Don't merge elemwise that cause duplicate computation of broadcasted element.

acbe8d39 · Frederic Bastien · a9177e2b · acbe8d39 · acbe8d39
--- a/theano/tensor/opt.py
+++ b/theano/tensor/opt.py
@@ -4593,7 +4593,11 @@ def local_elemwise_fusion_op(OP, max_input_fct=lambda node: 1024):
            # we still want to fusion.
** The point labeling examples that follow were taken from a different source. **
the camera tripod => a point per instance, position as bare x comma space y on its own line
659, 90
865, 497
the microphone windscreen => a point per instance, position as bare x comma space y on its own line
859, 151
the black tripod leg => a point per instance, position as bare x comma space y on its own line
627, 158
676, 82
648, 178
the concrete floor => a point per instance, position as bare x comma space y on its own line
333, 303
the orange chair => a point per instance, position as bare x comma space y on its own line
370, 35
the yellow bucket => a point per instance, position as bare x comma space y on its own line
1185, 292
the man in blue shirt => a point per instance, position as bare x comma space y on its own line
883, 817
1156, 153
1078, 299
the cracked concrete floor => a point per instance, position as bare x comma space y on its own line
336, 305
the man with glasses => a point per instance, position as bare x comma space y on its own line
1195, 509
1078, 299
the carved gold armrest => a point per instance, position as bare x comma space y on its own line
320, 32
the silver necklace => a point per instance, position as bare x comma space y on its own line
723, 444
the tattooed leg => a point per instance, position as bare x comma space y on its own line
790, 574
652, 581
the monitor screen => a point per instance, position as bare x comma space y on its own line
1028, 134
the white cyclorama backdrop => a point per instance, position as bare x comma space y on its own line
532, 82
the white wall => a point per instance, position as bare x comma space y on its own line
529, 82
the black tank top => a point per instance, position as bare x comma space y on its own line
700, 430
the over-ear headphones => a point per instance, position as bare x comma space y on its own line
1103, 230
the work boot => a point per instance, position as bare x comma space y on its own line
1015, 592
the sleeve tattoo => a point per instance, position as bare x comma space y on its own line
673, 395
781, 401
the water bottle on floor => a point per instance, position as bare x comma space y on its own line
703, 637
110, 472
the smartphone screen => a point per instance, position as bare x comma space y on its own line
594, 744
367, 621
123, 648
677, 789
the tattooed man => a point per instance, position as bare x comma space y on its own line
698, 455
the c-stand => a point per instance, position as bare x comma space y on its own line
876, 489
So we take the set.
            if (i.owner and
                isinstance(i.owner.op, OP) and
-                len(set([n for n, idx in i.clients])) == 1):
+                len(set([n for n, idx in i.clients])) == 1 and
+                # Do not merge elemwise that don't have the same
+                # broadcastable pattern to don't redo duplicate
+                # computation due to broadcast.
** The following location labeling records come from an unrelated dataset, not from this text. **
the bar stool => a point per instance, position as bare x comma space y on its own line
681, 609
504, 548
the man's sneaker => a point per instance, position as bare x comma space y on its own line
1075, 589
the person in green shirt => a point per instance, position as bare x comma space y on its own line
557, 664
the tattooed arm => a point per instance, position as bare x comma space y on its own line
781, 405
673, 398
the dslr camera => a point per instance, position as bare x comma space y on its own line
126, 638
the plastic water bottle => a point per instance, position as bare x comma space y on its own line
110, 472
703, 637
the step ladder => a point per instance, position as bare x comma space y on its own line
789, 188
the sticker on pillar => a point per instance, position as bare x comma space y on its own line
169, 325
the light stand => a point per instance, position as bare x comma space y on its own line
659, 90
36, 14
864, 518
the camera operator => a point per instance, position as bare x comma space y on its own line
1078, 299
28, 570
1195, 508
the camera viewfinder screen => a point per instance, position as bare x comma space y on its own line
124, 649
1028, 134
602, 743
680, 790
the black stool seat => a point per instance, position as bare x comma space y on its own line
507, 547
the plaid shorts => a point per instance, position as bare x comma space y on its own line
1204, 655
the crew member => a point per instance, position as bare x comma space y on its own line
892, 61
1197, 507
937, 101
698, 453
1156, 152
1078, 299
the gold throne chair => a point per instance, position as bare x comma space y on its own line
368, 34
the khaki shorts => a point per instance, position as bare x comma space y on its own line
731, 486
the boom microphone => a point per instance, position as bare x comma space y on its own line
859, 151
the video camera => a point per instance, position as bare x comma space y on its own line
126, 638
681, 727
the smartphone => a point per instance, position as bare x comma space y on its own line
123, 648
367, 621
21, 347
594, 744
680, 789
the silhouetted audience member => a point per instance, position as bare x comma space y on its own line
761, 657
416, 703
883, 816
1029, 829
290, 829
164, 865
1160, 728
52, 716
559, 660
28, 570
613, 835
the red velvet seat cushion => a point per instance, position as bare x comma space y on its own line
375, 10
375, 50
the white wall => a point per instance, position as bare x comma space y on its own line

+                i.owner.outputs[0].broadcastable == node.outputs[0].broadcastable):
                do_fusion = True
                try:

--- a/theano/tensor/tests/test_opt.py
+++ b/theano/tensor/tests/test_opt.py
@@ -871,12 +871,15 @@ class test_fusion(unittest.TestCase):
        ix, iy, iz = [theano.tensor.tensor(dtype='int32',
                                           broadcastable=[False] * len(shp),
                                           name=n) for n in 'xyz']
-        fv = fvector('r')
+        fv = fvector('v')
+        fs = fscalar('s')
        fwv = my_init(shp, 'float32', 1)
        fxv = my_init(shp, 'float32', 2)
        fyv = my_init(shp, 'float32', 3)
        fzv = my_init(shp, 'float32', 4)
        fvv = theano._asarray(numpy.random.rand(shp[0]), dtype='float32')
+        fsv = numpy.asarray(numpy.random.rand(), dtype='float32')
        dwv = my_init(shp, 'float64', 5)
        ixv = theano._asarray(my_init(shp, num=60), dtype='int32')
        iyv = theano._asarray(my_init(shp, num=70), dtype='int32')
@@ -1035,7 +1038,13 @@ class test_fusion(unittest.TestCase):
            (theano.tensor.mul(fx,ftanx,ftanx,fx),(fx,),(fxv,),
                1,fxv*numpy.tan(fxv)*numpy.tan(fxv)*fxv,'float32'),
            (theano.tensor.mul(ftanx,ftanx,fx+fy),(fx,fy),(fxv,
-                fyv),1,numpy.tan(fxv)*numpy.tan(fxv)*(fxv+fyv),'float32'),
+                fyv),1,numpy.tan(fxv)*numpy.tan(fxv)*(fxv+fyv),'float32'), # 70
+            #Cases with different broadcast pattern. They should not
+            #be merged as this would duplicate computation
+            #The graph should have 2 elemwise and 1 dimshuffle
+            (fx*theano.tensor.sin(fs),(fx,fs),(fxv,
+                fsv),3,fxv*numpy.sin(fsv),'float32'),
            ]
        if slice:
            cases = cases[slice]